8. Multiple Levels of Protection

How many levels of privilege are needed, and what operations should be allowed at each level? The subject has been discussed by hardware architects and operating sys tem designers for many years. CPUs have been invented that offer no protection, and CPUs have been invented that offer eight levels, each with more privilege than the previous level. The idea of protection is to help prevent problems by using the minimum amount of privilege necessary at any time. We can summarize:

By using a protection scheme to limit the operations that are allowed, a CPU can detect attempts to perform unauthorized operations.

FIG. 2 illustrates the concept of two privilege levels.

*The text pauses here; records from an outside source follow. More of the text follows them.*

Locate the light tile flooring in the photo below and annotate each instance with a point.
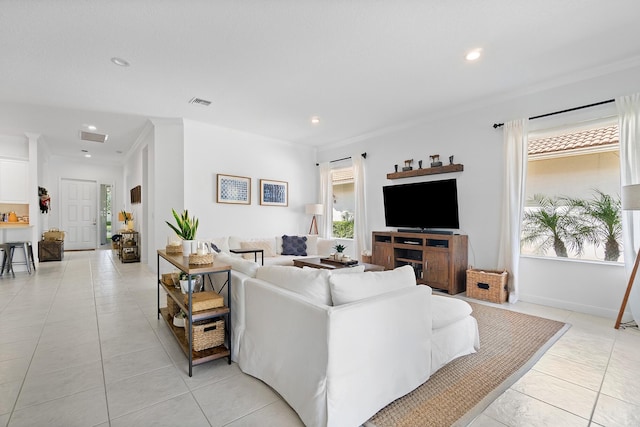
(80, 345)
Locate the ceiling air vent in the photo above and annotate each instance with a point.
(200, 101)
(93, 137)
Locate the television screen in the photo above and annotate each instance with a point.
(423, 205)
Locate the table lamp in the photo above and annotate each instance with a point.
(630, 202)
(314, 209)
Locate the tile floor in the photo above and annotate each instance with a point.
(80, 345)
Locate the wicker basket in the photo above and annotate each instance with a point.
(171, 279)
(195, 259)
(487, 285)
(204, 300)
(207, 334)
(172, 306)
(173, 249)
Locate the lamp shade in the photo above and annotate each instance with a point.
(314, 209)
(631, 197)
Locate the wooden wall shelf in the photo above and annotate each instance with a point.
(426, 171)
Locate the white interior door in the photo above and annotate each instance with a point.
(79, 211)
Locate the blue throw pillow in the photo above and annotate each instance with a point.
(294, 245)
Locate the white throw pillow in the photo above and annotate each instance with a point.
(312, 244)
(239, 264)
(325, 246)
(346, 288)
(312, 283)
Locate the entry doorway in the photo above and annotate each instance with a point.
(79, 210)
(106, 215)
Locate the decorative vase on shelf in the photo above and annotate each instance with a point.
(186, 247)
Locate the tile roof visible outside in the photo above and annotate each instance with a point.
(341, 175)
(598, 137)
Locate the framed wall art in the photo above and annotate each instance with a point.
(274, 193)
(233, 189)
(136, 194)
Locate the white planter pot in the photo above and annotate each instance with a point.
(184, 285)
(186, 247)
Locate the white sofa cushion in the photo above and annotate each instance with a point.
(447, 310)
(221, 243)
(239, 264)
(346, 288)
(267, 246)
(312, 283)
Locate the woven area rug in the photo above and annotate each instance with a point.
(510, 344)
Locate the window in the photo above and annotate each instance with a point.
(343, 202)
(572, 205)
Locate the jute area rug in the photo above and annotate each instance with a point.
(510, 344)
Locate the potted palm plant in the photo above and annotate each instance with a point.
(186, 229)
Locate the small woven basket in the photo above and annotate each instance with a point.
(487, 285)
(173, 249)
(195, 259)
(207, 334)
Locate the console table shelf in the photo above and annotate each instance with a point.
(426, 171)
(184, 336)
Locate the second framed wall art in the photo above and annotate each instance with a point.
(274, 193)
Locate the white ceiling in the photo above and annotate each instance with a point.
(362, 66)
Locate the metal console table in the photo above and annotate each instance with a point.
(184, 336)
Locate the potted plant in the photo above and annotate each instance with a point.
(339, 251)
(186, 229)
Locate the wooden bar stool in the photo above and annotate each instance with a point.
(7, 259)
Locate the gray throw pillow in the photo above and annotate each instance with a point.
(294, 245)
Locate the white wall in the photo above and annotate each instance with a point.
(211, 150)
(466, 132)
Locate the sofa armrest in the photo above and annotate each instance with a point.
(336, 365)
(379, 350)
(238, 281)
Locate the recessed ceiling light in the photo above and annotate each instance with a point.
(473, 55)
(120, 62)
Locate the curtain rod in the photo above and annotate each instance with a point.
(497, 125)
(364, 156)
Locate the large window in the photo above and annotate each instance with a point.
(343, 202)
(572, 194)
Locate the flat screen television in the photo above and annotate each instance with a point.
(426, 206)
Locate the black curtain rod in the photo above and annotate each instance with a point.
(364, 156)
(497, 125)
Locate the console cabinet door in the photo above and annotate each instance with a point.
(437, 275)
(383, 255)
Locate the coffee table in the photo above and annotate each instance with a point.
(317, 263)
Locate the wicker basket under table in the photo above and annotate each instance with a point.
(487, 285)
(207, 334)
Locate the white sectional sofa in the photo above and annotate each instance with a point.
(340, 345)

FIG. 2 Illustration of a CPU that offers two levels of protection. The operating system executes with highest privilege, and application programs execute with less privilege.

Although no protection scheme suffices for all CPUs, designers generally agree on a minimum of two levels for a CPU that runs application programs:

A CPU that runs applications needs at least two levels of protection:

the operating system must run with absolute privilege, but application programs can run with limited privilege.

When we discuss memory, we will see that the issues of protection and memory access are intertwined. More important, we will see how memory access mechanisms, which are part of the CPU mode, provide additional forms of protection.

9. Microcoded Instructions

How should a complex CPU be implemented? Interestingly, one of the key abstractions used to build a complex instruction set comes from software: complex instructions are programmed! That is, instead of implementing the instruction set directly with digital circuits, a CPU is built in two pieces. First, a hardware architect builds a fast, but small processor known as a microcontroller†. Second, to implement the CPU instruction set (called a macro instruction set), the architect writes software for the microcontroller. The software that runs on the microcontroller is known as microcode.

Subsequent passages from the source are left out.